The most confusing and surprising place of all right now is India. Cases are somehow flat there, and have been for a week, without hitting levels where that much adjustment makes sense, and I will freely admit that I don’t understand it at all, although I haven’t had time to look in detail and there are no related news stories that naturally have entered my feeds.
I interpret the death count here as saying that last week’s count was indeed artificially low rather than that this was a true 26% rise, and this in turn means this week’s is a bit higher than its true level. Deaths should continue to rise due to their lag behind cases, and I wouldn’t be that surprised by up to about a +40% number here, but after 1-2 more weeks after that we should see declines there as well.

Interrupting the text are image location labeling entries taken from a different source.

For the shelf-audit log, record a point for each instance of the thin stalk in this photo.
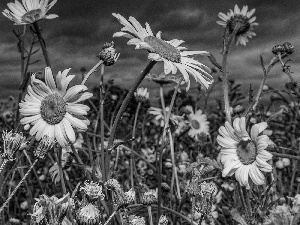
(150, 214)
(224, 72)
(91, 71)
(127, 99)
(166, 127)
(42, 43)
(18, 186)
(133, 143)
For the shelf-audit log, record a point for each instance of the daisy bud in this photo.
(108, 54)
(11, 144)
(149, 198)
(45, 145)
(88, 214)
(93, 190)
(278, 49)
(163, 220)
(136, 220)
(288, 48)
(286, 162)
(141, 95)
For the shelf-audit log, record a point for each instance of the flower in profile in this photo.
(174, 56)
(108, 54)
(11, 144)
(198, 124)
(241, 20)
(29, 11)
(243, 154)
(159, 116)
(88, 213)
(141, 94)
(93, 190)
(53, 109)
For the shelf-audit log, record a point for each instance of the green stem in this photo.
(127, 99)
(42, 43)
(18, 186)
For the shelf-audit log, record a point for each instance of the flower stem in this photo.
(127, 99)
(42, 43)
(91, 71)
(166, 128)
(150, 214)
(133, 144)
(18, 186)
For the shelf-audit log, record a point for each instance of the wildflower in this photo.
(149, 197)
(29, 11)
(45, 145)
(198, 124)
(159, 116)
(170, 52)
(243, 155)
(88, 214)
(141, 94)
(12, 142)
(53, 110)
(93, 190)
(108, 54)
(136, 220)
(163, 220)
(241, 20)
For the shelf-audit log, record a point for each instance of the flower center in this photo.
(32, 15)
(195, 124)
(164, 49)
(241, 21)
(53, 109)
(246, 151)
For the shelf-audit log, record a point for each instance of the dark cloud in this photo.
(75, 38)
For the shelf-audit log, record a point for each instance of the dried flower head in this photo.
(93, 190)
(149, 197)
(108, 54)
(45, 145)
(141, 94)
(171, 53)
(163, 220)
(29, 11)
(137, 220)
(240, 20)
(88, 214)
(11, 144)
(52, 109)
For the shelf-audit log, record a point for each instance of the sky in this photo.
(75, 38)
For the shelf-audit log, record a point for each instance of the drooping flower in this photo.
(141, 94)
(242, 19)
(198, 124)
(243, 154)
(174, 56)
(53, 109)
(29, 11)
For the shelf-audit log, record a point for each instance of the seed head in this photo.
(108, 54)
(12, 142)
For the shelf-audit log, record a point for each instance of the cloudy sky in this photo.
(76, 37)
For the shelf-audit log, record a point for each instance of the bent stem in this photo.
(18, 186)
(133, 144)
(42, 43)
(127, 99)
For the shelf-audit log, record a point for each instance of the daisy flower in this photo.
(198, 124)
(241, 18)
(29, 11)
(174, 56)
(242, 154)
(53, 109)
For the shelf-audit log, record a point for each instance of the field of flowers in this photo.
(73, 155)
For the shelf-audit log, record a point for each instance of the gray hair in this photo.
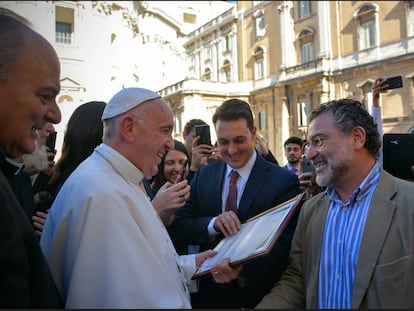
(348, 114)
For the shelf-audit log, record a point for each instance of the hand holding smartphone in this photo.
(204, 132)
(183, 169)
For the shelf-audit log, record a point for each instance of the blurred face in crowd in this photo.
(28, 96)
(44, 133)
(235, 141)
(293, 153)
(173, 163)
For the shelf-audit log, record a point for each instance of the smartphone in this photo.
(183, 169)
(394, 82)
(51, 143)
(51, 140)
(398, 154)
(204, 132)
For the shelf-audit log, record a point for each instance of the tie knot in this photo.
(234, 175)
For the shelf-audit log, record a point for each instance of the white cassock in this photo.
(106, 245)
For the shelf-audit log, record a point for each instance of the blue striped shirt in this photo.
(341, 240)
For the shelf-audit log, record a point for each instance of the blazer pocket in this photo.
(392, 285)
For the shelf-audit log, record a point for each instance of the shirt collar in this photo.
(244, 171)
(365, 187)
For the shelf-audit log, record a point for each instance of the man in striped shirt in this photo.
(354, 243)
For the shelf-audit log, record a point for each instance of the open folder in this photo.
(256, 237)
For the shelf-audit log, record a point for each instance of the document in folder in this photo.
(256, 237)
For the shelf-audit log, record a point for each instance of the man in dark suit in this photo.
(29, 83)
(204, 220)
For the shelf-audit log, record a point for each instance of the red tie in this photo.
(231, 202)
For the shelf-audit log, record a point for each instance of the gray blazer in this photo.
(384, 275)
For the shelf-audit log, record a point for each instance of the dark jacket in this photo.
(268, 186)
(25, 279)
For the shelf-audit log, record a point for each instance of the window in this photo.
(367, 35)
(259, 24)
(306, 38)
(303, 111)
(64, 21)
(410, 18)
(262, 120)
(227, 71)
(227, 43)
(366, 22)
(306, 52)
(207, 74)
(304, 9)
(208, 54)
(259, 70)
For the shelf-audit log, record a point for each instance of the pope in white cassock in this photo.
(105, 244)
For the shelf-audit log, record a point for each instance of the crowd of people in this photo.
(127, 214)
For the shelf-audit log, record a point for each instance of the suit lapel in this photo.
(379, 219)
(257, 179)
(217, 178)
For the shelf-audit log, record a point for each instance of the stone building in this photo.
(287, 57)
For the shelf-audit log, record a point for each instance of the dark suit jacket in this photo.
(268, 186)
(25, 279)
(384, 276)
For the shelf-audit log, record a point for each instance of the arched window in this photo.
(303, 110)
(304, 8)
(367, 25)
(259, 69)
(227, 71)
(207, 74)
(306, 39)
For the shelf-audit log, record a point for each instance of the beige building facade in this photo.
(291, 56)
(104, 46)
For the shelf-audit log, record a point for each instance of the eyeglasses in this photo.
(316, 142)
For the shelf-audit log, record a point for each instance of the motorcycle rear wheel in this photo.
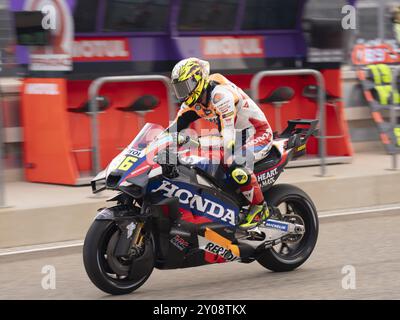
(299, 204)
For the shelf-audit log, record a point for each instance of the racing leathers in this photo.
(231, 108)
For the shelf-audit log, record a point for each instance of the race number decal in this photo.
(127, 163)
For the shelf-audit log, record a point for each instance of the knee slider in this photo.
(240, 175)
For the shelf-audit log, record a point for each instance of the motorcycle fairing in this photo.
(196, 200)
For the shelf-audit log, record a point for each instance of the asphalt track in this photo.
(367, 242)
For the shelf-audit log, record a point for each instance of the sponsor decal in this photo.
(57, 56)
(50, 89)
(232, 47)
(267, 178)
(196, 203)
(101, 49)
(179, 242)
(227, 115)
(302, 147)
(217, 97)
(134, 152)
(221, 251)
(276, 225)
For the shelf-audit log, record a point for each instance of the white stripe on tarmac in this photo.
(75, 244)
(42, 248)
(361, 211)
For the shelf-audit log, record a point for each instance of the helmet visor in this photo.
(184, 88)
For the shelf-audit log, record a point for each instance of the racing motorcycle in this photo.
(186, 214)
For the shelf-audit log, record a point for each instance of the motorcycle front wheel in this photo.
(107, 272)
(297, 207)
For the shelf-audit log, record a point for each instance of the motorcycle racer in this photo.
(216, 99)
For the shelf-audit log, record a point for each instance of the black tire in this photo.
(285, 193)
(96, 266)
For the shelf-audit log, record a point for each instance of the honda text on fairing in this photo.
(185, 214)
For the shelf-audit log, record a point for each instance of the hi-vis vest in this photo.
(384, 91)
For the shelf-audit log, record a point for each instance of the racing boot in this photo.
(256, 215)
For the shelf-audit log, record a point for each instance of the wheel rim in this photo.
(301, 210)
(109, 269)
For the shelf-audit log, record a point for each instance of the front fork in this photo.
(131, 240)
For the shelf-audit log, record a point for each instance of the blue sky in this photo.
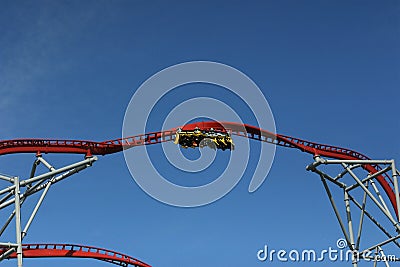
(330, 71)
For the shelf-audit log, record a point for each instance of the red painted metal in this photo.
(75, 251)
(248, 131)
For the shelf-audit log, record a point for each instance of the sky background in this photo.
(330, 71)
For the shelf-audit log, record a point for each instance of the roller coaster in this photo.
(216, 135)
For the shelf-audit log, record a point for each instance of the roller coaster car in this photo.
(201, 138)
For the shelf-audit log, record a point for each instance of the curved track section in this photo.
(75, 251)
(112, 146)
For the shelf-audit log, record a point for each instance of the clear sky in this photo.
(330, 71)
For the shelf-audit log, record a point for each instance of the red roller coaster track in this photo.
(112, 146)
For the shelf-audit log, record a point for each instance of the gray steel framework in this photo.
(20, 189)
(357, 191)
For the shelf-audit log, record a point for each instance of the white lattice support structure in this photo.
(362, 199)
(18, 190)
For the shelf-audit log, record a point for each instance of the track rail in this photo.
(112, 146)
(75, 251)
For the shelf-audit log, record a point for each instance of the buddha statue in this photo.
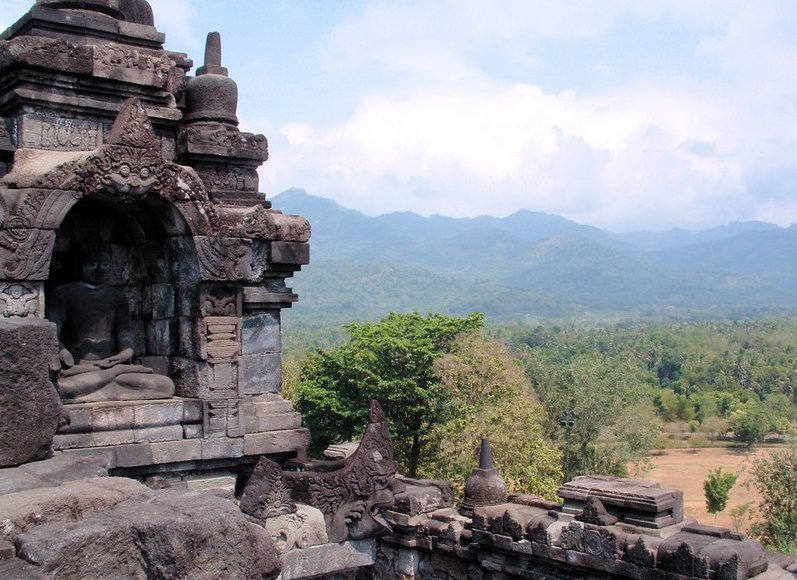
(95, 341)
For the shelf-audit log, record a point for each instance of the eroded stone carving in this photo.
(95, 340)
(25, 253)
(129, 167)
(350, 492)
(219, 301)
(224, 258)
(595, 513)
(589, 540)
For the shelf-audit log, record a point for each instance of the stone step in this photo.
(272, 422)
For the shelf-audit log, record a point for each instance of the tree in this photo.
(717, 486)
(391, 361)
(775, 477)
(714, 427)
(751, 423)
(616, 422)
(492, 397)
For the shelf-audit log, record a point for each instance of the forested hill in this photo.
(533, 265)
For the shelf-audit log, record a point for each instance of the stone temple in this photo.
(142, 430)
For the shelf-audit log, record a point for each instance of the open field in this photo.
(686, 469)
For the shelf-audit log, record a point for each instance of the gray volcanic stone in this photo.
(24, 510)
(163, 534)
(29, 404)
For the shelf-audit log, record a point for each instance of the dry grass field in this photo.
(686, 469)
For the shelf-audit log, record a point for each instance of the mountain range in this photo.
(532, 265)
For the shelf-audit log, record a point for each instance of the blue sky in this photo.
(624, 114)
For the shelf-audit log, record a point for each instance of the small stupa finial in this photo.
(212, 56)
(485, 486)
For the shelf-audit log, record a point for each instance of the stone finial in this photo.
(212, 56)
(212, 95)
(485, 486)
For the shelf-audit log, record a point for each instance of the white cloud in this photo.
(175, 19)
(12, 10)
(654, 152)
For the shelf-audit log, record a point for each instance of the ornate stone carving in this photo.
(152, 67)
(589, 540)
(265, 494)
(539, 534)
(49, 53)
(20, 300)
(223, 258)
(683, 561)
(298, 530)
(252, 222)
(222, 338)
(219, 301)
(129, 167)
(222, 417)
(291, 228)
(350, 492)
(485, 486)
(59, 133)
(228, 178)
(639, 554)
(221, 139)
(25, 253)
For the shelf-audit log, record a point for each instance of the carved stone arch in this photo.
(130, 168)
(155, 264)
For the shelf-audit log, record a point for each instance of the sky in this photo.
(622, 114)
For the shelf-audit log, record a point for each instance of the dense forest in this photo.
(629, 384)
(556, 400)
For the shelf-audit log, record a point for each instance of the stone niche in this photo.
(104, 134)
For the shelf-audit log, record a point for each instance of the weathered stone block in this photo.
(290, 253)
(158, 414)
(133, 455)
(72, 440)
(180, 534)
(328, 558)
(274, 422)
(29, 404)
(112, 416)
(276, 442)
(187, 300)
(151, 434)
(222, 447)
(39, 131)
(192, 411)
(176, 451)
(163, 300)
(260, 333)
(159, 337)
(260, 373)
(118, 437)
(23, 510)
(79, 419)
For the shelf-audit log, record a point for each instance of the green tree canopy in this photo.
(492, 397)
(391, 361)
(775, 477)
(717, 487)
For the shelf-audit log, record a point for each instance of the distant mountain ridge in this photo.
(535, 265)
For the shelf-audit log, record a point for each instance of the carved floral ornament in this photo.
(131, 167)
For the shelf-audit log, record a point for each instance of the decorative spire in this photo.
(212, 95)
(485, 486)
(212, 56)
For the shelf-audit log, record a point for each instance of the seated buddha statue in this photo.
(95, 341)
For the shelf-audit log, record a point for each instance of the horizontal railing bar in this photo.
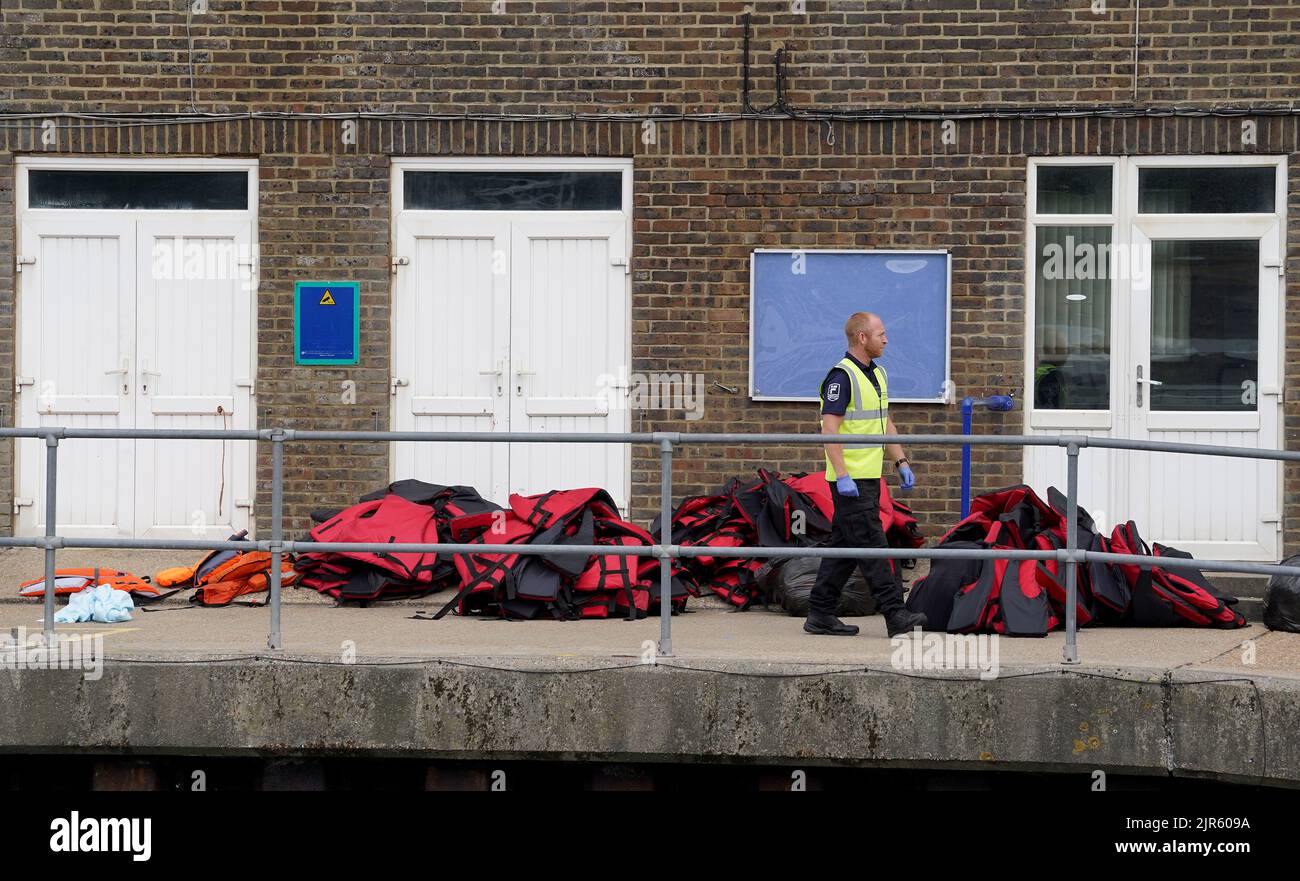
(1194, 448)
(1179, 563)
(142, 434)
(167, 543)
(655, 437)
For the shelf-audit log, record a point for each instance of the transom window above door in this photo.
(1168, 247)
(512, 190)
(1156, 313)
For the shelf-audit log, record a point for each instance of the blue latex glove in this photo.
(909, 480)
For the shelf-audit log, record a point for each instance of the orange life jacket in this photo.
(70, 581)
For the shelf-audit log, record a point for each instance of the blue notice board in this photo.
(326, 322)
(801, 299)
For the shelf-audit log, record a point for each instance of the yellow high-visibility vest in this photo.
(867, 413)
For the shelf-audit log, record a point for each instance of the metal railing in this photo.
(1070, 556)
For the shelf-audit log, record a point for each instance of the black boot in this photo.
(904, 621)
(823, 624)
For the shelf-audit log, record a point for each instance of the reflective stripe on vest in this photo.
(867, 413)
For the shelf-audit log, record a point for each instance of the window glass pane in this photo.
(1204, 324)
(514, 190)
(1071, 317)
(1205, 190)
(138, 190)
(1074, 189)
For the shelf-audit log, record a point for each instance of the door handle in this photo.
(520, 370)
(1144, 382)
(146, 373)
(499, 373)
(122, 370)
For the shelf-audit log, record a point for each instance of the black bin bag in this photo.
(794, 585)
(1282, 600)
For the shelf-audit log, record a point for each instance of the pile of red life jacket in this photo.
(508, 585)
(772, 511)
(555, 585)
(1027, 598)
(403, 512)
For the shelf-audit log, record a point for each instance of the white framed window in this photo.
(1130, 268)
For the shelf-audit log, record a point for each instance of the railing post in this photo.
(1071, 530)
(277, 529)
(666, 538)
(51, 519)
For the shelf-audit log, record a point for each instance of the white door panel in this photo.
(117, 334)
(76, 339)
(195, 319)
(1203, 378)
(568, 337)
(510, 322)
(450, 337)
(1209, 506)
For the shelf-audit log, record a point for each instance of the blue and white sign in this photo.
(326, 322)
(801, 299)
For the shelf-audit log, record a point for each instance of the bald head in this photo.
(865, 333)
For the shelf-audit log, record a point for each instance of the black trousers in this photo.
(857, 524)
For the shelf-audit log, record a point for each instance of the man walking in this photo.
(856, 400)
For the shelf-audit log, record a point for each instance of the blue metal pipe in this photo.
(1002, 403)
(967, 408)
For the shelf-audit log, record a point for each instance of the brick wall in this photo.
(542, 55)
(705, 194)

Looking at the details makes it clear that last week had a more serious disruption to death reporting than we realized. Perhaps this week was thus slightly higher than its true level, on the order of a few percent. The large jumps across the board are mostly real, but that they weren’t far worse puts a cap on how bad things are going to get.
Worse plausible case, which still seems very unlikely, is something like +50% this coming week, +25% the week after, then +10% three weeks from now followed by a peak anyway, anything substantially worse than that would be very surprising. That’s a lot of death, but nothing like what we feared as recently as a month ago.
Reminder from Bob Watcher that our case averages are reports from a week in the past, so on the way up our case counts underestimate cases, and on the way down after the peak they reliably overestimate cases.
He also notes that graphs seem much less like fast-up/fast-down than one would have predicted. The UK in particular has been bizarrely stable rather than continuing to decline. My best explanation for the slow decline is that different sub-regions peak at different times combined with behavioral modifications, but this is not sufficient to explain what we are seeing.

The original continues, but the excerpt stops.